Sunday, April 21, 2013

Now to look at Chaucer himself

Here I am, back on the job. Took a brief hiatus for cataract surgery. What a wonder the result is! It's time, now, to begin our next topic--Geoffrey Chaucer, the man and also the character who is on pilgrimage in the Canterbury Tales. So let's return to expanding our point of view regarding Chaucer and his words.

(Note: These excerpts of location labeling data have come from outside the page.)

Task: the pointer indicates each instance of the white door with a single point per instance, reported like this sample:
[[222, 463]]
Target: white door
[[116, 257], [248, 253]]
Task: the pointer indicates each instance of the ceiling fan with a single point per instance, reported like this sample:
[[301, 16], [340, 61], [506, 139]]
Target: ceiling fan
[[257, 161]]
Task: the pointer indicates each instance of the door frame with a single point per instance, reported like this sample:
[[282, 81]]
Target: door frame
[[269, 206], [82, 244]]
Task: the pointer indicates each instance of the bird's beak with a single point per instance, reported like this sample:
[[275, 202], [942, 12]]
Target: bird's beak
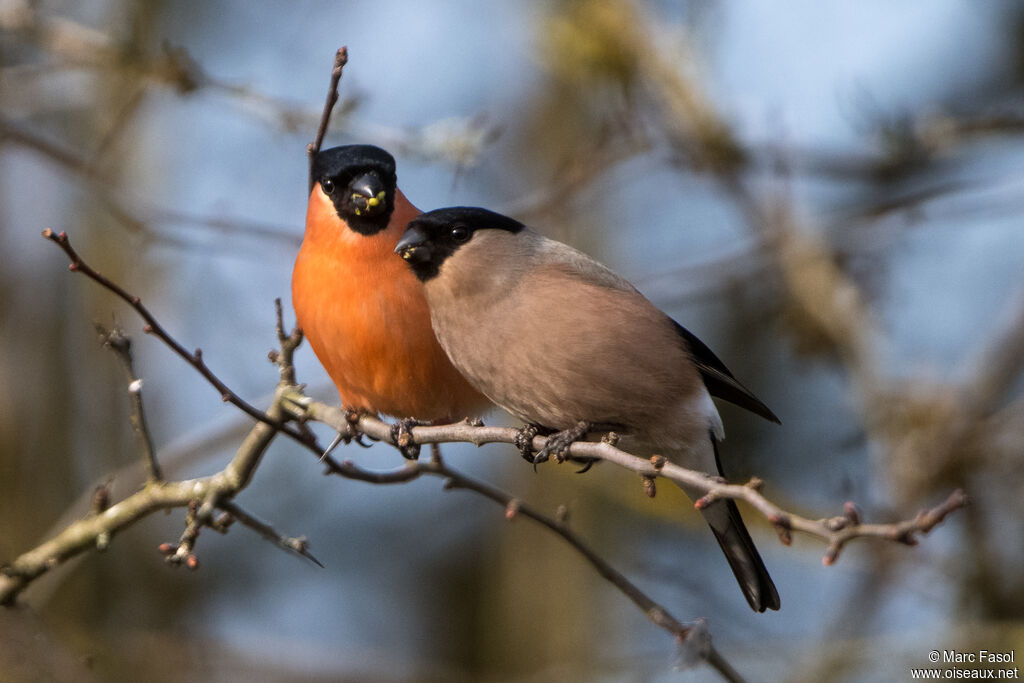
[[368, 195], [413, 247]]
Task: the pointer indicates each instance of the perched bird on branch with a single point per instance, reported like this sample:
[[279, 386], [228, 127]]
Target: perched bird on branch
[[563, 343], [363, 311]]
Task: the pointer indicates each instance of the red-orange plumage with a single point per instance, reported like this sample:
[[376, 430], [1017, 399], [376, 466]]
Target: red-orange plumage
[[365, 314]]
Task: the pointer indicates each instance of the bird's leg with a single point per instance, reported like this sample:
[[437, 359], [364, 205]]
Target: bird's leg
[[401, 436], [346, 437], [352, 418], [524, 441], [559, 442]]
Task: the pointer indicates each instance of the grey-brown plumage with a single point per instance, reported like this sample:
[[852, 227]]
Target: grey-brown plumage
[[556, 338]]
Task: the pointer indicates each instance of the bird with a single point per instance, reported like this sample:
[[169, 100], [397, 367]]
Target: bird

Most fourteenth-century commoners, as Chaucer was, lived and died without a recorded trace. Fortunately, diligent researchers have gathered together an assortment of entries from which we know, or can make solid assumptions, about Chaucer's fortunes and how he spent his days.
     We'll consider ideas in the Tales that provide personal information about Chaucer-the-man by way of remarks about his pilgrim image. But first we'll look at the factual entries.
     During work being done at Westminster Abbey in the late 1800s, Chaucer's bones (which rest in the Poet's Corner in the Abbey) were exposed, and we learned that he was about five-foot-six.
     At nineteen he joined the army during what we now call the Hundred Years War. As a young soldier, Chaucer was captured, and held prisoner in Flanders, but eventually ransomed by his king.
     In the subsequent peace negotiations in the summer of 1360, Chaucer received his first recorded assignment as an envoy of the English crown, carrying official letters from England to Calais. From that small beginning as messenger just across the channel, he went on to serve in  positions of increasing trust. Diplomatic missions--some of them secret--took him to Spain, Italy, Flanders, and other areas of France.
     At thirty-four he became Controller of Customs, and later Controller of Petty Customs, as well. His duties entailed collecting taxes on wool, hides, and other commodities.
     No life is all roses. When he was forty, a charge of "raptus" was brought against the poet, a charge often optimistically explained as "abduction." It seems almost impossible for Chaucer-lovers to admit that this poet, with his head among the stars, could have had moments when his feet were in the mire. Raptus also means rape, plain and simple. A helpful and dedicated twentieth-century lawyer gave us an accurate analysis of the intent of fourteenth-century legal terms and procedures. We'll get into that after a bit.
     John Lydgate, the poet's contemporary, says Chaucer "made many a fresh ditty" that "excelled all other in our English tongue." Before you get too eager to read them, sad to say, they have not been preserved.
     We know that Chaucer's last residence was on the grounds of Westminster Abbey. It has been provokingly speculated that Chaucer's motive for living on the grounds of the Abbey could have been to gain the protection of sanctuary. And there is the "mystery" of his original manuscripts . . . Ah, but let's not get ahead of ourselves.